One of Rich’s associates, former union official Ralph Alsup, had been convicted of assault on another union officer. He was considered a suspect in Hartley’s death. While Alsup denied any connection to the slaying, he promised to help authorities.
Alsup was shot to death in January 1966 outside his home near Eastern Avenue and Sunset Road.
A 12-gauge shotgun used to kill him was found in sagebrush three miles from his home, which was open desert at the time he was killed.
Thomas Hanley was suspected in Alsup’s killing, but he was acquitted after one witness was killed in a fire at the home of Hanley’s sister and another was nearly beaten to death.
Schumacher said Hanley’s career in Las Vegas paralleled the rise of the mob in town, which was steadily investing in casinos that union workers built, but Hanley likely would have hated having a boss telling him what to do.
“Some people in hindsight, have speculated that he could have been involved in many more murders than they were ever investigating,” Schumacher said. “He’s definitely someone who was kind of mob-adjacent, if you will. He hobknobbed with people who were involved in the underworld.”
In 1977, Hanley and his son, recently paroled burglar Andrew Gramby Hanley, took their private jet from Phoenix to Las Vegas to face charges in connection with the kidnapping and slaying of Al Bramlet, a culinary leader who went missing and was found buried with his hands sticking out of the shallow grave on Mount Potosi.

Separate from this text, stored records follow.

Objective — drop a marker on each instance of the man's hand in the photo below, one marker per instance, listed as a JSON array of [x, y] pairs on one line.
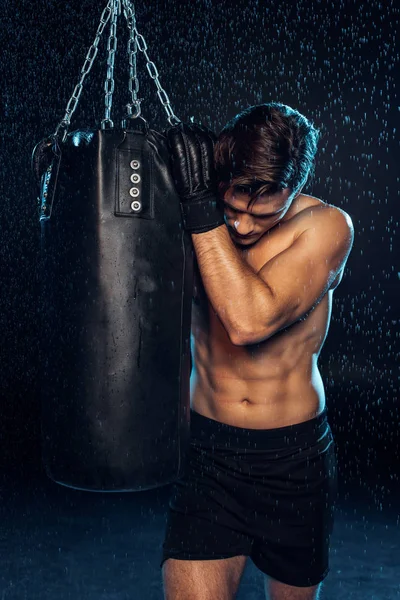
[[192, 156]]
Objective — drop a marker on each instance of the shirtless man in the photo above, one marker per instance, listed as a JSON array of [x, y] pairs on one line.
[[261, 475]]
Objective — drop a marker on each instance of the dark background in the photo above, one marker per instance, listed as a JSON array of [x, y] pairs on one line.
[[337, 63]]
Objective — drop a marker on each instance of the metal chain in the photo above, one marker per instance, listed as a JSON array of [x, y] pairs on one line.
[[91, 55], [136, 41], [129, 13], [111, 48], [151, 67]]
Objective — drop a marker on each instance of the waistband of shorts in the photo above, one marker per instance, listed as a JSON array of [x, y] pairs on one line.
[[209, 431]]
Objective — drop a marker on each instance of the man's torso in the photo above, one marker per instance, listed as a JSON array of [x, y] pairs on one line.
[[267, 385]]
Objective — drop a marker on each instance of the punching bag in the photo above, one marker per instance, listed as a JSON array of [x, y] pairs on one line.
[[116, 288]]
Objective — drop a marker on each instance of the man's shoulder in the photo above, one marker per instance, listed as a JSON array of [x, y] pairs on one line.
[[325, 216]]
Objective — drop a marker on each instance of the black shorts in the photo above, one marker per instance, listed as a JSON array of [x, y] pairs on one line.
[[264, 493]]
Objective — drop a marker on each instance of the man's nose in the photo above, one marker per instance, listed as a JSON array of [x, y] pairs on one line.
[[243, 225]]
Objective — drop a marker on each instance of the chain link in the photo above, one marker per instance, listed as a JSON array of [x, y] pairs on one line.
[[111, 49], [136, 41], [151, 67], [91, 55], [129, 13]]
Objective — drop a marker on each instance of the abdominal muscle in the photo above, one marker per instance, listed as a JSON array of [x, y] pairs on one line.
[[272, 384]]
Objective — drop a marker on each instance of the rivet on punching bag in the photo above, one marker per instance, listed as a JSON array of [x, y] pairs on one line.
[[116, 293]]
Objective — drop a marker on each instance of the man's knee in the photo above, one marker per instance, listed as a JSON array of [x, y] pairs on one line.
[[202, 579], [276, 590]]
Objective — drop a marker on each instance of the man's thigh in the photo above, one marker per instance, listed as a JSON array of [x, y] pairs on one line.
[[202, 579]]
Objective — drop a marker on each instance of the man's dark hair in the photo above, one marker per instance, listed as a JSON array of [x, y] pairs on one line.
[[267, 147]]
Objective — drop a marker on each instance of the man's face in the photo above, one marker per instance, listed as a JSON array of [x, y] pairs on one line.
[[264, 213]]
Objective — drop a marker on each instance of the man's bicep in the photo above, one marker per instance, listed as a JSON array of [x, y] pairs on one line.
[[301, 275]]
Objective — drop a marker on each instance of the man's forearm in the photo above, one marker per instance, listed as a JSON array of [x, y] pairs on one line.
[[237, 295]]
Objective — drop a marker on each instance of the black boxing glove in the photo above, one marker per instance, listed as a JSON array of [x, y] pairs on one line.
[[192, 156]]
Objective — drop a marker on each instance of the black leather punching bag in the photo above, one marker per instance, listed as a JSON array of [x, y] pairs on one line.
[[116, 290]]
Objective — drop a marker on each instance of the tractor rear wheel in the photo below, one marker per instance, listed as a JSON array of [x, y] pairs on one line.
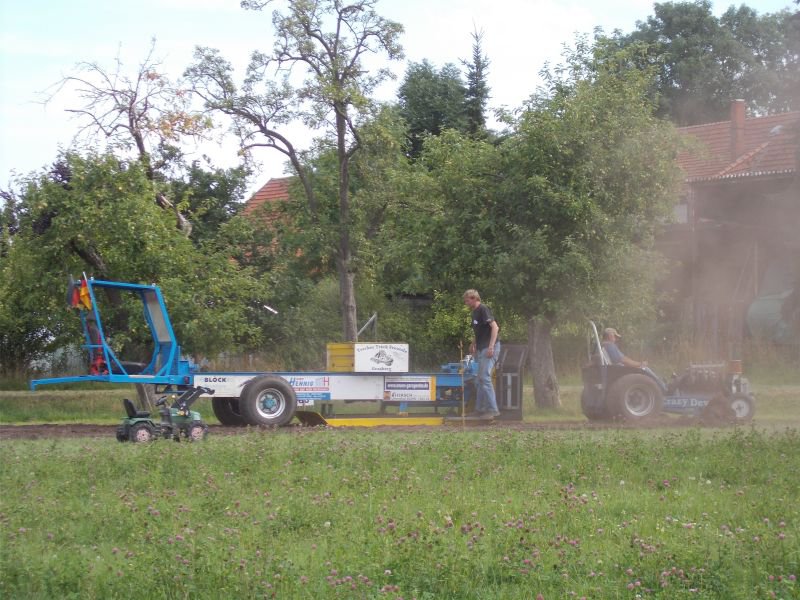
[[268, 401], [142, 432], [743, 405], [227, 411], [635, 397]]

In a press conference on the tarmac at the Las Vegas airport, Hanley said he was being harassed by the series of murder and attempted murder charges levied against him over the last two decades. Hanley died two years later, while serving prison time for Bramlet’s killing.
As for Hartley’s killing, Schumacher isn’t putting his hopes in solving this case, though he believes Hanley, Rich and several others conspired.
“There’s almost zero chance that some new piece of information is going to come out that allows them to close the books,” he said. “Everybody’s dead pretty much.”